As operações resultaram na acusação de dez pessoas, duas mulheres e oito homens entre os 41 e os 60 anos e que enfrentam penas de até dois anos de prisão. Todos estiveram presentes esta segunda-feira no Tribunal Correccional de Paris num conturbado primeiro dia de sessões, marcado por pedidos de adiamento e anulação do julgamento, iniciativas rejeitadas pelo juiz presidente.

Dos sete arguidos chamados a depor, apenas um recusou-se a fazê-lo. Trata-se de Delphine J — mulher de 51 anos conhecida pelo pseudónimo Amandine Roy e que se autointitula como “médium, jornalista e denunciante” —, que decidiu exercer o seu direito ao silêncio no tribunal, explicando que já se tinha “exprimido” longamente. A mulher referiu-se assim a um anterior caso de difamação movido por Brigitte Macron contra si e Natacha Rey por terem publicado uma entrevista de quatro horas no YouTube em 2021 onde defendiam a teoria da conspiração de que a primeira-dama francesa é, na verdade, o seu irmão de 80 anos, Jean-Michel Trogneux, e que terá feito uma transição para mudar de género. As duas foram condenadas a pagar vários milhares de euros de indemnização a Macron e 5.000 euros ao seu irmão, mas foram absolvidas no recurso em julho de 2024, motivando os irmãos a recorrer ao Supremo Tribunal francês.

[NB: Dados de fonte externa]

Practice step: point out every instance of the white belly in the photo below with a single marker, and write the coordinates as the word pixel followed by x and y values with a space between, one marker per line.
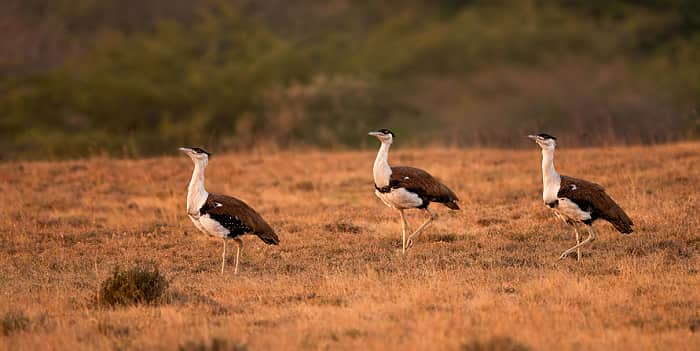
pixel 568 210
pixel 210 226
pixel 399 198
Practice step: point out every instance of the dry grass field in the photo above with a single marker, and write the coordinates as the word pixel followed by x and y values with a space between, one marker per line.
pixel 484 278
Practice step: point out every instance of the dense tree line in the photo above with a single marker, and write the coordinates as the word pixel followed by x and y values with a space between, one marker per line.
pixel 135 77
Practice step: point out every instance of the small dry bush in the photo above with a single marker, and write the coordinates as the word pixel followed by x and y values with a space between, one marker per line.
pixel 136 285
pixel 494 344
pixel 215 345
pixel 14 321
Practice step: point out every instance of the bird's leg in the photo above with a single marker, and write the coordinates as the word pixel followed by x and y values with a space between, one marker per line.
pixel 433 216
pixel 223 257
pixel 578 242
pixel 404 228
pixel 239 243
pixel 591 237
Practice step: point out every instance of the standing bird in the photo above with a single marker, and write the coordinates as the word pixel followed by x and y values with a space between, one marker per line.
pixel 220 215
pixel 577 201
pixel 407 187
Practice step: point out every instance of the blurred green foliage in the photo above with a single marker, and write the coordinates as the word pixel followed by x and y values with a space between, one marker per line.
pixel 143 77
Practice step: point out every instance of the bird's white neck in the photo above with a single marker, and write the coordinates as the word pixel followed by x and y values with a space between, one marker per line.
pixel 196 194
pixel 381 169
pixel 551 180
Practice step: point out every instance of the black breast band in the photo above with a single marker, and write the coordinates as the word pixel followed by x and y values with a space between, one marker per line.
pixel 384 189
pixel 553 204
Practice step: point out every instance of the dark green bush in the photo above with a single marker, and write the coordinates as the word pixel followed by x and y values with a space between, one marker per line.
pixel 133 286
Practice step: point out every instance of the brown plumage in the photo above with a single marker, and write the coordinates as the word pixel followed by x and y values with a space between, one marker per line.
pixel 424 185
pixel 236 216
pixel 591 197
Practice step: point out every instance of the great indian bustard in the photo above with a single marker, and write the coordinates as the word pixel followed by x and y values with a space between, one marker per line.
pixel 576 201
pixel 220 215
pixel 404 188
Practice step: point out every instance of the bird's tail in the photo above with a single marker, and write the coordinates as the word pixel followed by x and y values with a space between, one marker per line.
pixel 269 238
pixel 619 219
pixel 452 204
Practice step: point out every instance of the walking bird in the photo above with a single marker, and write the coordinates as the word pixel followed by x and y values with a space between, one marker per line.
pixel 576 201
pixel 220 215
pixel 404 188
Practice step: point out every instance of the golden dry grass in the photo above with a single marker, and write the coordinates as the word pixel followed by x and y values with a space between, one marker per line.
pixel 486 276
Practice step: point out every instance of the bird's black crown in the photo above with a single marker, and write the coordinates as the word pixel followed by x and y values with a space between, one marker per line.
pixel 546 136
pixel 386 131
pixel 200 151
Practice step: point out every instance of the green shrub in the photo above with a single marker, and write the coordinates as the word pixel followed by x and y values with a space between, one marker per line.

Fora este caso, segundo o Le Figaro, a maioria dos réus recusou a acusação de assédio online, alegando que estavam apenas a fazer “humor” e “sátira” sobre a primeira-dama, sem intenção de atacá-la. Um deles, Jérôme C., um intermediário de crédito de 54 anos acusado de quatro publicações maliciosas sobre Macron, diz ter agido sob “o espírito Charlie” — fazendo referência ao jornal satírico Charlie Hebdo. De resto, este arguido — que, por exemplo, escreveu em março de 2024 na rede social X que o Presidente francês ia fazer um concurso para ver quem tem o maior pénis e que a sua mulher ia participar — considera ter agido no domínio da sua liberdade de expressão. “É preciso agora uma licença para fazer humor em França? Se sim, é preciso eliminar o X”, afirmou.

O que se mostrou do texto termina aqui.